Yes, it was nearly as bad as it sounds. Okay… no lions and tigers. But I may have preferred them. Certainly from a yeuuck perspective. You see last fall our lawn was looking absolutely terrible. And I am a not-at-all-picky organic gardener. Now I would be in the business of treating lawn grubs—naturally, without chemicals.
The first inkling of a problem appeared a few years earlier with patches of dry lawn. Now in Wisconsin it isn’t uncommon for lawns to go brown and dormant in late summer, but these patches seemed a bit different. And even watering didn’t perk them up so it didn’t look like regular dormancy. But I’m a not-at-all-picky organic gardener so I just let it slide.
Then it got worse.
So back to how picky I’m not. Dandelions, clover, ground ivy–okay I dislike them (especially the latter), but they don’t freak me out. But large completely brown patches with clumps of dead sod pulled up all over? Clearly. Not. Okay.
Off to the internet for some research.
Lawn grubs, the pale larvae of various beetles (likely Japanese beetles for us), were living underground and chomping on our grass roots. A mild case of grubs can be weathered and may just show up as some brown patches (my problem in prior years). But in a serious infestation the grubs can eat away whole areas of roots, killing the grass above.
Then the crows come in (we were lucky they weren’t skunks) to dig up the larva for dinner making telltale circular holes. In the worst cases (ours), they fully uproot large areas of dead grass.
Definitive proof? Dig up a section of turf and count the grubs. A couple per square foot is normal; 10 or more is not. 6-9 is a gray area, probably tolerable for a healthy lawn (aka not ours).
Treating Lawn Grubs Naturally
Many sites were happy to rattle off the names of toxic chemicals that would do the trick. Toxic chemicals in an area of high bed rock and beautiful waterways? Within feet of the well my kids drink from? I don’t think so.

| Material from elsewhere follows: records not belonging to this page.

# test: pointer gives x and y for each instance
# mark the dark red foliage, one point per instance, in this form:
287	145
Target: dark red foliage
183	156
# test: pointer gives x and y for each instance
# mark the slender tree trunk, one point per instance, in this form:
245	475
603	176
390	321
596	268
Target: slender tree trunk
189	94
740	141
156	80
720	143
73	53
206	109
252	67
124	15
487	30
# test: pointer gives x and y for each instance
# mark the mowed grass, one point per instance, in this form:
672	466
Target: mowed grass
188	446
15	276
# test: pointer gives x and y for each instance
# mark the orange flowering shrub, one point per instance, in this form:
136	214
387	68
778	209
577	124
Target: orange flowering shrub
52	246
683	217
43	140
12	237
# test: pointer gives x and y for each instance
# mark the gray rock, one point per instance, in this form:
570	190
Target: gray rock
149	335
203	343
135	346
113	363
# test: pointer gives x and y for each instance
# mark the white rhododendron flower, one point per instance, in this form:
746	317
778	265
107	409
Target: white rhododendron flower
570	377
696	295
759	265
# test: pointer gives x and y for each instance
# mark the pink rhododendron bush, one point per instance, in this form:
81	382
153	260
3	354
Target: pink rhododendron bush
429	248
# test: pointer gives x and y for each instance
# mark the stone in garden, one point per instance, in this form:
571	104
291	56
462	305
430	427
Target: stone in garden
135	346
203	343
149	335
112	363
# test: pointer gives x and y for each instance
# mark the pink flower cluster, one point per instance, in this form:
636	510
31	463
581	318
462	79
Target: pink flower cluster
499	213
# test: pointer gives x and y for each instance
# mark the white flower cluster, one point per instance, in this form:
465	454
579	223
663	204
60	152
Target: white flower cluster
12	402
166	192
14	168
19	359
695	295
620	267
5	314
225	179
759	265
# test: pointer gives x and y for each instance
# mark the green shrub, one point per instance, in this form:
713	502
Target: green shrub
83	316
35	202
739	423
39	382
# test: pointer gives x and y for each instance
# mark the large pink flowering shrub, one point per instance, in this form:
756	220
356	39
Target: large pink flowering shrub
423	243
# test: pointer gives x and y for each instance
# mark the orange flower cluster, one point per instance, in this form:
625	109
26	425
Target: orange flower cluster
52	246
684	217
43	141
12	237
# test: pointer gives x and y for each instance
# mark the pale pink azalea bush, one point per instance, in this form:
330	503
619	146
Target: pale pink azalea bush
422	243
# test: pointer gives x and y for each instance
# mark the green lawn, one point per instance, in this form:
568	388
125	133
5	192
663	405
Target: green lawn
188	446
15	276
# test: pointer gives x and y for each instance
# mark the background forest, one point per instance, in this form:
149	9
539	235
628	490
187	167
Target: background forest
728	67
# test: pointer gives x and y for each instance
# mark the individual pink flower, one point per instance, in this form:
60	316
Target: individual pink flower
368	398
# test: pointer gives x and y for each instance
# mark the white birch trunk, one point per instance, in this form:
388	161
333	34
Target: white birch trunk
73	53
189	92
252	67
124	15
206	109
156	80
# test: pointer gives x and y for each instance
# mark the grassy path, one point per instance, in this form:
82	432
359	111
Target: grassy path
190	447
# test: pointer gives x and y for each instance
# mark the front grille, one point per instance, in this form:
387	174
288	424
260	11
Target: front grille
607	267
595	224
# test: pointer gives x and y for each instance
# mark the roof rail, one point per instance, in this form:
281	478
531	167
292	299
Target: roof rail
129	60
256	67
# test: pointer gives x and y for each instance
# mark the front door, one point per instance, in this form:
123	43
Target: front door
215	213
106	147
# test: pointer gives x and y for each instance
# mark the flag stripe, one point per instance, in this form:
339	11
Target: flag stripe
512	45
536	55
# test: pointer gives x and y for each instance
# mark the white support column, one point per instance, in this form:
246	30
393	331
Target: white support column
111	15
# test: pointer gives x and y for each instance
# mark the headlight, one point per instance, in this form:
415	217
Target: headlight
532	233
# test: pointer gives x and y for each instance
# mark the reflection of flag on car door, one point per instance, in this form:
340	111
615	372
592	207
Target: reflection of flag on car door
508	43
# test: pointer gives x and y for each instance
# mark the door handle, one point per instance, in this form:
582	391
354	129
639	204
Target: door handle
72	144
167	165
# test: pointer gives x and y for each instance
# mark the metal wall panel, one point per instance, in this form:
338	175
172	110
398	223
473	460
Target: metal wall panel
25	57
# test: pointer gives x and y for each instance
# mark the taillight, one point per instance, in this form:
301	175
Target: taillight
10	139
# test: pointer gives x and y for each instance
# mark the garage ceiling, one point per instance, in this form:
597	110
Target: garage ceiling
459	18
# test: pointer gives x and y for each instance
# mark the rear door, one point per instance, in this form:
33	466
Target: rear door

So I went with nematodes–microscopic worms, bought over the internet. You apply them to the infested areas, where they attack grubs, reproduce and continue to do battle. Nematodes (milky spore is another alternative I considered) must be applied in weather that is cool enough to keep them alive but warm enough to let them take action. Fortunately, we were in such a window.
I went low tech, mixing the nematodes with water in a large watering can, hand sprinkling them into the lawn, then repeating in the next section. A week later there was some evidence of dead grubs (along with some still alive) and we began the reseeding process with grub resistant seed.
Part of the treatment is also more attention to proper lawn mowing. Our lawn mower got moved to it’s highest setting to promote good root growth and we stopped relying on our teenagers for regular cutting. That’s right, Dad got back in the lawn mowing business!
Results of Treating Lawn Grubs Naturally
Our new grass is alive and well though still studded with the usual weeds (Yes, we should have dug up the weeds, which were unaffected by the grubs.)
Did the changes work or were conditions just different this year?
Answer—some of each. Things looked better all over the lawn this year–even in the areas we didn’t touch. So I know that having a drier late summer was a positive for the lawn (counterintuitively–but grubs like it moist). We still have (untreated) areas where the turf is pulling up accompanied by marauding crows. But the fact that the treated areas stayed completely good tells me it is likely that the treatment contributed.
What helped more, the new seed, proper mowing or the nematodes? If I were a good scientist rather than a desperate homeowner, I would have tried each of these independently on different areas. Alas…
Treating lawn grubs naturally, without chemicals is clearly possible. Better yet is avoidance– in the future we will mow properly and pay more attention to to catch problems early. Even if I still am a not-so-picky organic gardener.